Setting pipeline to PLAYING ...
New clock: GstSystemClock
Got EOS from element "pipeline0".
Execution ended after 0:00:06.979913540
Setting pipeline to PAUSED ...
Setting pipeline to READY ...
Setting pipeline to NULL ...
Freeing pipeline ...


It seems the orc optimizations can't make up for the reshuffling of the bytes we need to do first. Maybe we just need to put the C version that was in 1.4 (but that's not so nice).

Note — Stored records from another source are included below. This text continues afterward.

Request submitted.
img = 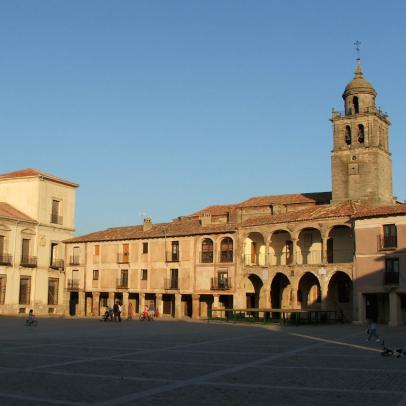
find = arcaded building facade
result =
[0,169,78,315]
[61,59,405,324]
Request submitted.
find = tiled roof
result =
[0,202,36,223]
[188,204,237,217]
[242,201,358,227]
[0,168,79,187]
[353,203,406,219]
[238,192,331,207]
[64,219,236,243]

commit f29b966c792811009b6e3613a59f6d7a58818020
Author: Wim Taymans <wtaymans@redhat.com>
Date:   Wed Jan 28 17:32:12 2015 +0100

    video-converter: add fast-path scaler for some packed YUV formats
    
    Add fast path scaling for YUY2 and other packed YUV formats. Add a new
    method to merge the scalers of the Y and UV components into one scaler.
    Add faster horizontal 2tap scaler.
    
    See https://bugzilla.gnome.org/show_bug.cgi?id=741987

commit 47bd6a138c04f66573754f66dcbaeb8d2aace17a
Author: Wim Taymans <wtaymans@redhat.com>
Date:   Wed Jan 28 17:30:53 2015 +0100

    videoscale: don't do dithering
Comment 13 Nicola 2015-01-28 17:18:44 UTC
here is the comparison between some formats:

- I420, git master perform better that 1.4
- YUY2, 1.4 win
- YV12, git master win
- UYVY, same performance
- NV21, does not work in 1.4
- NV12, git master win
- AYUV, 1.4 win
- RGB, 1.4 win, really great gap (7 secs vs 14 secs on my laptop)
- GRAY8, 1.4 win
- YVYU, 1.4 win
Comment 14 Nicola 2015-01-28 18:15:46 UTC
before 1.6 release would also be useful to do the same comparison tests on hardware different from x86_64, for example arm
Comment 15 Wim Taymans 2015-02-10 15:49:26 UTC
Created attachment 296519 [details]
current state
Comment 16 Wim Taymans 2015-02-11 15:52:10 UTC
Created attachment 296612 [details]
state on pandaboard

The current state on pandaboard
Comment 17 Nicola 2015-02-11 17:28:21 UTC
thanks for your efforts, performance seem not more so different now
Comment 18 Wim Taymans 2015-02-12 10:40:40 UTC
this also makes RGB15/RGB16/BGR15/BGR16 faster than 1.4

commit 45e408735c4c9e6f9259cc747d3aaf995f0505e5
Author: Wim Taymans <wtaymans@redhat.com>
Date:   Thu Feb 12 11:38:20 2015 +0100

    video-format: add orc function for RGB15/16 unpack
Comment 19 Wim Taymans 2015-03-04 15:04:18 UTC
More speedups in git. Let's close this now.